I would like to copy contents of a bucket to a local filsystem.
I have two folders that the data needs to end up in.
/Archive
/InUse
Archive is ro once data is in there but InUse gets data deleted from it quickly.
I need the data to end up in both so I thought I'd run copy to InUse with --compare-dest=Archive
Then copy to Archive but what's the guarantee that the second run won't find more files on s3 and therefor makes InUse not to get them in the next run. (Unfortunately the min-age param only accepts relative time like 5seconds and not a unix timestamp that could be propagated to both commands)
How should I set this up?
Is my best chance really to lsd the source bucket and the dest Archive folder, do a diff
And then do two copy operation based on the files , first InUse than Archive?
Well InUse is used by customers to take data and delete files once the data has been copied over in order to track the progress of the copy. (don't ask me why they can't compare to their folder etc.)
I hoped to find an easy way to copy data from s3 into both folders but to detect based on Archive what needs to end up in InUse.
Both folder gets the same data but since InUse gets data deleted from it , I need to compare what has been downloaded so far against another folder like Archive.
Withtout the timestamp feature there's no way to "atomically" copy to InUse based on both source and Archive folder and then copying those files into Archive as well.
If you want two copies, you'll have to run two rclone commands... There isn't anything which will duplicate a file at the moment.
Maybe you should do something like this
rclone lsf --files-only -R Archive | sort > before
rclone sync bucket: Archive
rclone lsf --files-only -R Archive | sort > after
comm -3 before after > new-files
rclone copy --files-from new-files Archive InUse # no need to copy from bucket here
This makes Archive a complete copy of the bucket and InUse files are files which have been newly created in Archive.

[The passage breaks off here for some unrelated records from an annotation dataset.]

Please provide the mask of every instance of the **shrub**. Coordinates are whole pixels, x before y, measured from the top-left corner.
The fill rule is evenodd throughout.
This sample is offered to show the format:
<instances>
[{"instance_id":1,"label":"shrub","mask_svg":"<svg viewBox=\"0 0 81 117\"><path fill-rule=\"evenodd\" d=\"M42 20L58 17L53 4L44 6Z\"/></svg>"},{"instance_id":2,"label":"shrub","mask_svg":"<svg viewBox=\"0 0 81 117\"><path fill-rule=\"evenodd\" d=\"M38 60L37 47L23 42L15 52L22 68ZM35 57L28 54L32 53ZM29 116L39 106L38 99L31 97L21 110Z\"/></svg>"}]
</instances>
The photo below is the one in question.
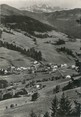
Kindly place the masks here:
<instances>
[{"instance_id":1,"label":"shrub","mask_svg":"<svg viewBox=\"0 0 81 117\"><path fill-rule=\"evenodd\" d=\"M32 101L36 101L37 100L37 98L38 98L38 96L39 96L39 94L36 92L36 93L34 93L33 95L32 95Z\"/></svg>"}]
</instances>

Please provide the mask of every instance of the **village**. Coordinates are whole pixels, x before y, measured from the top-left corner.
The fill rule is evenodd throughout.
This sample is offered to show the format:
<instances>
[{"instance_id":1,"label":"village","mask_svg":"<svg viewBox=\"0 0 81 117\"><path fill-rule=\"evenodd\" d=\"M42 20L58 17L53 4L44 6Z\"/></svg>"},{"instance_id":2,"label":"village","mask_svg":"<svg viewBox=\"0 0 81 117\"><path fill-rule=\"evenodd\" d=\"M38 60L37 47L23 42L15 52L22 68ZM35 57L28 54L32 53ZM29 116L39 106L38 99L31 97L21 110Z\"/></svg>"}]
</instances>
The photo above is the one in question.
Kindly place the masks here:
<instances>
[{"instance_id":1,"label":"village","mask_svg":"<svg viewBox=\"0 0 81 117\"><path fill-rule=\"evenodd\" d=\"M53 63L44 64L42 62L34 61L30 67L10 66L7 69L0 69L0 76L8 77L12 74L18 75L21 73L25 75L29 74L30 76L33 75L33 79L28 79L28 77L26 77L19 82L7 82L7 86L4 86L3 82L0 88L0 101L12 98L22 98L23 96L25 98L28 98L29 102L31 102L32 96L35 93L39 93L40 90L46 87L46 84L43 82L53 82L60 79L64 79L64 81L70 81L72 77L76 78L81 75L79 71L80 62L79 64L75 63L74 65L69 66L66 63L57 65ZM43 74L43 78L38 78L38 74ZM58 91L56 91L56 93L57 92ZM14 105L12 105L12 107L13 106ZM7 109L8 107L6 106L5 108Z\"/></svg>"}]
</instances>

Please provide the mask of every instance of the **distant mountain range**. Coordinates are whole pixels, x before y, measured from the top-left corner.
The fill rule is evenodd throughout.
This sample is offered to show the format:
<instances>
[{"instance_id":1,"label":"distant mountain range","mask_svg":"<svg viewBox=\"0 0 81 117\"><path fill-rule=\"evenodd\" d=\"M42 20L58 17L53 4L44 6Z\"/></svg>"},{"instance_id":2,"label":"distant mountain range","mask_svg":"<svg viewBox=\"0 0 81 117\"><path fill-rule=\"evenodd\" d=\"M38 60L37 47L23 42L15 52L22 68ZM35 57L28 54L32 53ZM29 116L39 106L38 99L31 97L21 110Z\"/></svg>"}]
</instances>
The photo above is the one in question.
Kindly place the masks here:
<instances>
[{"instance_id":1,"label":"distant mountain range","mask_svg":"<svg viewBox=\"0 0 81 117\"><path fill-rule=\"evenodd\" d=\"M32 5L29 7L22 7L21 10L27 10L30 12L36 12L36 13L43 13L43 12L55 12L55 11L61 11L64 10L63 8L60 8L59 6L51 7L46 4L40 4L40 5Z\"/></svg>"},{"instance_id":2,"label":"distant mountain range","mask_svg":"<svg viewBox=\"0 0 81 117\"><path fill-rule=\"evenodd\" d=\"M44 7L47 8L46 6ZM48 31L51 28L66 33L71 38L81 38L81 24L77 22L77 20L81 19L80 8L46 13L18 10L5 4L1 5L2 17L12 15L25 16L26 21L30 19L28 20L28 26L30 27L31 25L31 29L38 28ZM33 20L32 23L29 23L31 20Z\"/></svg>"}]
</instances>

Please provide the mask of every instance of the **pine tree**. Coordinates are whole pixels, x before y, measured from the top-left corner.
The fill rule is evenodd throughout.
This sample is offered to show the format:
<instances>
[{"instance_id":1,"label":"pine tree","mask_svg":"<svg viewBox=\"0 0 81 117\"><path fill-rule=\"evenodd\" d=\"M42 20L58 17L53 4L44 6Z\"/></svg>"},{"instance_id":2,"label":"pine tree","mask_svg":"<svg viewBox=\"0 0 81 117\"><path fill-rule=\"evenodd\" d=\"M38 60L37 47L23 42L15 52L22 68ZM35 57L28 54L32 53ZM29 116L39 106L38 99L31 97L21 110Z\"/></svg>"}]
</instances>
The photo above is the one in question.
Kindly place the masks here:
<instances>
[{"instance_id":1,"label":"pine tree","mask_svg":"<svg viewBox=\"0 0 81 117\"><path fill-rule=\"evenodd\" d=\"M52 107L51 107L52 113L51 113L51 117L57 117L57 113L58 113L58 99L55 96L53 101L52 101Z\"/></svg>"},{"instance_id":2,"label":"pine tree","mask_svg":"<svg viewBox=\"0 0 81 117\"><path fill-rule=\"evenodd\" d=\"M60 99L59 116L67 117L70 114L71 114L71 103L69 99L63 93Z\"/></svg>"},{"instance_id":3,"label":"pine tree","mask_svg":"<svg viewBox=\"0 0 81 117\"><path fill-rule=\"evenodd\" d=\"M46 112L46 113L44 114L44 117L50 117L50 116L49 116L49 113Z\"/></svg>"}]
</instances>

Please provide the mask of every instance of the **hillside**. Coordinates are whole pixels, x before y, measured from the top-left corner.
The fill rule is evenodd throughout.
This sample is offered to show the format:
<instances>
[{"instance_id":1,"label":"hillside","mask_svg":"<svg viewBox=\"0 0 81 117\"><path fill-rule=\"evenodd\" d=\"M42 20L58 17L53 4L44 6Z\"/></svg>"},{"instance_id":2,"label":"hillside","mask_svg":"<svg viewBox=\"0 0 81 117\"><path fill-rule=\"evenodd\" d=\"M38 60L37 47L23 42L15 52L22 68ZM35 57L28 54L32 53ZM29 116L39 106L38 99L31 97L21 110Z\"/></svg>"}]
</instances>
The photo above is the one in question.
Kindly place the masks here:
<instances>
[{"instance_id":1,"label":"hillside","mask_svg":"<svg viewBox=\"0 0 81 117\"><path fill-rule=\"evenodd\" d=\"M25 11L25 14L54 26L58 31L66 33L71 38L81 38L81 25L77 22L81 18L81 9L40 13L40 15Z\"/></svg>"},{"instance_id":2,"label":"hillside","mask_svg":"<svg viewBox=\"0 0 81 117\"><path fill-rule=\"evenodd\" d=\"M21 29L34 35L34 31L47 32L53 27L25 16L22 11L8 5L1 5L1 23L12 29Z\"/></svg>"}]
</instances>

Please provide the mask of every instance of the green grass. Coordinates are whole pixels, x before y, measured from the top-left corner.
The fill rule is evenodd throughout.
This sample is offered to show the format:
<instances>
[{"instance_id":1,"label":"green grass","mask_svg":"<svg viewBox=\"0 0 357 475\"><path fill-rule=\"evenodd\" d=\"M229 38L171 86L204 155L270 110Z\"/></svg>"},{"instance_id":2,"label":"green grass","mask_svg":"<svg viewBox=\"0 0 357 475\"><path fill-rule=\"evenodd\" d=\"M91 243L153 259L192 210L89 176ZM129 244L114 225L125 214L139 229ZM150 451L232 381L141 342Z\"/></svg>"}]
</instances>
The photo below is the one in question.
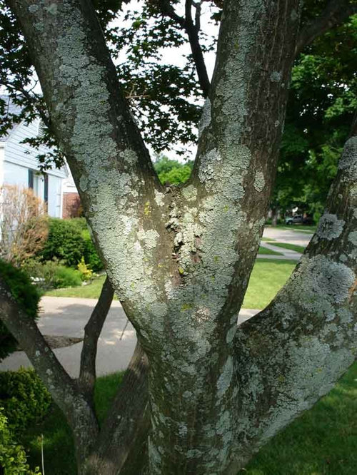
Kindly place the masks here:
<instances>
[{"instance_id":1,"label":"green grass","mask_svg":"<svg viewBox=\"0 0 357 475\"><path fill-rule=\"evenodd\" d=\"M109 374L96 381L94 402L99 424L105 417L123 374L124 372ZM45 472L51 475L76 474L72 434L64 416L54 404L45 419L29 429L21 438L24 446L29 449L29 463L32 467L41 467L41 434Z\"/></svg>"},{"instance_id":2,"label":"green grass","mask_svg":"<svg viewBox=\"0 0 357 475\"><path fill-rule=\"evenodd\" d=\"M283 287L296 263L286 260L259 259L256 261L249 281L243 308L264 308ZM57 289L46 292L54 297L97 299L105 280L102 275L82 287Z\"/></svg>"},{"instance_id":3,"label":"green grass","mask_svg":"<svg viewBox=\"0 0 357 475\"><path fill-rule=\"evenodd\" d=\"M268 249L267 247L264 247L264 246L260 246L259 247L259 250L258 251L258 254L269 254L271 255L283 255L281 252L277 252L276 251L271 250L271 249Z\"/></svg>"},{"instance_id":4,"label":"green grass","mask_svg":"<svg viewBox=\"0 0 357 475\"><path fill-rule=\"evenodd\" d=\"M281 260L257 260L253 267L243 308L264 308L288 280L296 263Z\"/></svg>"},{"instance_id":5,"label":"green grass","mask_svg":"<svg viewBox=\"0 0 357 475\"><path fill-rule=\"evenodd\" d=\"M97 299L99 297L105 280L105 275L100 275L86 285L49 290L45 295L52 297L77 297L82 299ZM114 298L116 297L114 297Z\"/></svg>"},{"instance_id":6,"label":"green grass","mask_svg":"<svg viewBox=\"0 0 357 475\"><path fill-rule=\"evenodd\" d=\"M290 249L294 250L296 252L301 252L301 254L305 250L303 246L298 246L296 244L290 244L287 242L274 242L274 246L277 247L283 247L284 249Z\"/></svg>"},{"instance_id":7,"label":"green grass","mask_svg":"<svg viewBox=\"0 0 357 475\"><path fill-rule=\"evenodd\" d=\"M357 362L312 409L261 449L241 475L355 475Z\"/></svg>"},{"instance_id":8,"label":"green grass","mask_svg":"<svg viewBox=\"0 0 357 475\"><path fill-rule=\"evenodd\" d=\"M122 373L98 379L96 408L99 421L121 380ZM357 362L331 392L263 447L240 475L354 475L357 466ZM21 442L31 466L40 465L44 435L45 470L76 475L71 431L59 409L31 428Z\"/></svg>"},{"instance_id":9,"label":"green grass","mask_svg":"<svg viewBox=\"0 0 357 475\"><path fill-rule=\"evenodd\" d=\"M301 231L301 232L306 232L308 231L311 233L315 233L315 231L317 229L317 225L311 225L311 226L308 226L308 225L286 225L286 224L281 224L281 225L277 225L276 226L272 226L271 225L266 225L266 228L282 228L283 229L288 229L289 230L292 231Z\"/></svg>"}]
</instances>

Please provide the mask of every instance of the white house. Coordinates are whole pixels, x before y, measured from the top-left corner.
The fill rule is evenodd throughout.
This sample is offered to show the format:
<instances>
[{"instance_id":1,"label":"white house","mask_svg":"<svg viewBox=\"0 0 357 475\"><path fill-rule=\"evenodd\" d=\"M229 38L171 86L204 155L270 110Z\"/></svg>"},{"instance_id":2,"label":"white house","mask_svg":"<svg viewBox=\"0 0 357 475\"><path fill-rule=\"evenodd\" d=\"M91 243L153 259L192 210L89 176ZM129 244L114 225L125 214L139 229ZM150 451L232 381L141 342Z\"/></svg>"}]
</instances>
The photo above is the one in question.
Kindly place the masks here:
<instances>
[{"instance_id":1,"label":"white house","mask_svg":"<svg viewBox=\"0 0 357 475\"><path fill-rule=\"evenodd\" d=\"M19 112L19 106L9 98L1 98L8 101L8 113ZM59 170L54 167L46 173L40 172L36 155L45 153L48 149L44 146L34 150L21 143L24 138L36 137L39 127L39 119L29 124L22 121L16 124L7 136L0 137L0 187L7 184L33 188L36 195L47 203L49 215L62 218L63 181L68 177L66 168Z\"/></svg>"}]
</instances>

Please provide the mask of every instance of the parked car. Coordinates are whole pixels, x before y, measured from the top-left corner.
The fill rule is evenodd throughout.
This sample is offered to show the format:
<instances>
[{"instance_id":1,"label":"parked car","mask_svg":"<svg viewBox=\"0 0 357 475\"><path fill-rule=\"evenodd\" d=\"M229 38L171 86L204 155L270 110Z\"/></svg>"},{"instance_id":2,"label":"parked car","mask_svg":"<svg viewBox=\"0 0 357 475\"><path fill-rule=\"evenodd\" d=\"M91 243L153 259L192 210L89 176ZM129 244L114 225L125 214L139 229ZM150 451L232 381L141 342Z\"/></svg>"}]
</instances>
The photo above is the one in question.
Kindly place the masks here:
<instances>
[{"instance_id":1,"label":"parked car","mask_svg":"<svg viewBox=\"0 0 357 475\"><path fill-rule=\"evenodd\" d=\"M295 216L288 216L285 218L285 224L293 225L293 224L302 224L303 217L301 215L295 215Z\"/></svg>"},{"instance_id":2,"label":"parked car","mask_svg":"<svg viewBox=\"0 0 357 475\"><path fill-rule=\"evenodd\" d=\"M312 225L313 224L313 220L310 216L303 217L302 215L295 215L295 216L288 216L287 218L286 218L285 224Z\"/></svg>"}]
</instances>

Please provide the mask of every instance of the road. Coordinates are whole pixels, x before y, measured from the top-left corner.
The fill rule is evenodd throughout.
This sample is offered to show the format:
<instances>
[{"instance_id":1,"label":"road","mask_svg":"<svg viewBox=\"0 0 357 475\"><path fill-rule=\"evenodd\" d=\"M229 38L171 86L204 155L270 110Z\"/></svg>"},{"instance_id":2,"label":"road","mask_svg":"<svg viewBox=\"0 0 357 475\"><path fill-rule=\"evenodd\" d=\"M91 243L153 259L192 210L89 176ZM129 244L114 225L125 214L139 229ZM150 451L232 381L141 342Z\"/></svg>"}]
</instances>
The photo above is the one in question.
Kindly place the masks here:
<instances>
[{"instance_id":1,"label":"road","mask_svg":"<svg viewBox=\"0 0 357 475\"><path fill-rule=\"evenodd\" d=\"M96 299L44 297L41 300L41 317L38 326L42 334L83 337L84 329ZM243 310L239 323L258 310ZM114 300L98 341L96 361L99 376L125 369L135 345L136 333L128 322L120 302ZM54 353L71 377L78 377L82 343L57 348ZM0 371L16 370L31 367L24 352L15 352L0 363Z\"/></svg>"},{"instance_id":2,"label":"road","mask_svg":"<svg viewBox=\"0 0 357 475\"><path fill-rule=\"evenodd\" d=\"M281 242L306 245L312 235L268 228L264 231L263 235ZM278 248L278 250L284 251L282 248ZM268 256L263 257L266 258ZM279 256L271 256L273 258L278 257ZM282 258L286 257L283 256ZM296 259L296 257L293 258ZM39 328L45 335L83 337L84 326L96 303L95 299L44 297L41 301ZM238 316L238 324L257 312L258 310L242 310ZM135 330L128 322L120 303L114 301L98 342L97 374L102 375L124 369L130 361L136 344ZM81 347L81 342L54 350L72 377L77 377L79 373ZM21 366L28 367L31 364L24 352L15 352L0 363L0 371L16 370Z\"/></svg>"}]
</instances>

Yes , that's what I thought as well.
I think what makes this a bit harder is that Archive also gets it's files expired after some days but I can do a max-age trick with that.
Unfortunately lfs is extremely slow compared to regular ls. On a bucket with ¬50k objects ls takes 40 seconds, lfs is like 10 minutes.
Hmm a bit of digging into that shows that lsf is reading the MimeType for each object even when the user didn't ask for it - that takes another transaction for an s3 backend.
I attempted to fix that here - can you have a go? This should make ls the same speed as lsf (provided you don't ask for the mime type).